HERNIA NUKLEUS PULPOSUS
Pengertian
Diskus Intervertebralis adalah lempengan kartilago
yang membentuk sebuah bantalan diantara tubuh vertebra. Material yang keras dan
fibrosa ini digabungkan dalam satu kapsul. Bantalan seperti bola dibagian
tengah diskus disebut nukleus pulposus. HNP merupakan rupturnya nukleus
pulposus. (Brunner & Suddarth, 2002)
Hernia Nukleus Pulposus bisa ke korpus vertebra
diatas atau bawahnya, bisa juga langsung ke kanalis vertebralis. (Priguna
Sidharta, 1990)
Patofisiologi
Protrusi atau ruptur nukleus pulposus biasanya
didahului dengan perubahan degeneratif yang terjadi pada proses penuaan.
Kehilangan protein polisakarida dalam diskus menurunkan kandungan air nukleus
pulposus. Perkembangan pecahan yang menyebar di anulus melemahkan pertahanan
pada herniasi nukleus. Setela trauma *jatuh, kecelakaan, dan stress minor
berulang seperti mengangkat) kartilago dapat cedera.
Pada kebanyakan pasien, gejala trauma segera
bersifat khas dan singkat, dan gejala ini disebabkan oleh cedera pada diskus
yang tidak terlihat selama beberapa bulan maupun tahun. Kemudian pada
degenerasi pada diskus, kapsulnya mendorong ke arah medula spinalis atau
mungkin ruptur dan memungkinkan nukleus pulposus terdorong terhadap sakus dural
atau terhadap saraf spinal saat muncul dari kolumna spinal.

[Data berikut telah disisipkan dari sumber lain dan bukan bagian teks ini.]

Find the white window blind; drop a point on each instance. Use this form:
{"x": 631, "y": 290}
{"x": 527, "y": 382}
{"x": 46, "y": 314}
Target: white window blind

Hernia nukleus pulposus ke kanalis vertebralis
berarti bahwa nukleus pulposus menekan pada radiks yang bersama-sama dengan
arteria radikularis berada dalam bungkusan dura. Hal ini terjadi kalau tempat
herniasi di sisi lateral. Bilamana tempat herniasinya ditengah-tengah tidak ada
radiks yang terkena. Lagipula,oleh karena pada tingkat L2 dan terus kebawah
sudah tidak terdapat medula spinalis lagi, maka herniasi di garis tengah tidak
akan menimbulkan kompresi pada kolumna anterior.
Setelah terjadi hernia nukleus pulposus sisa duktus
intervertebralis mengalami lisis sehingga dua korpora vertebra bertumpang
tindih tanpa ganjalan.
Manifestasi Klinis
Nyeri dapat terjadi pada
bagian spinal manapun seperti servikal, torakal (jarang) atau lumbal.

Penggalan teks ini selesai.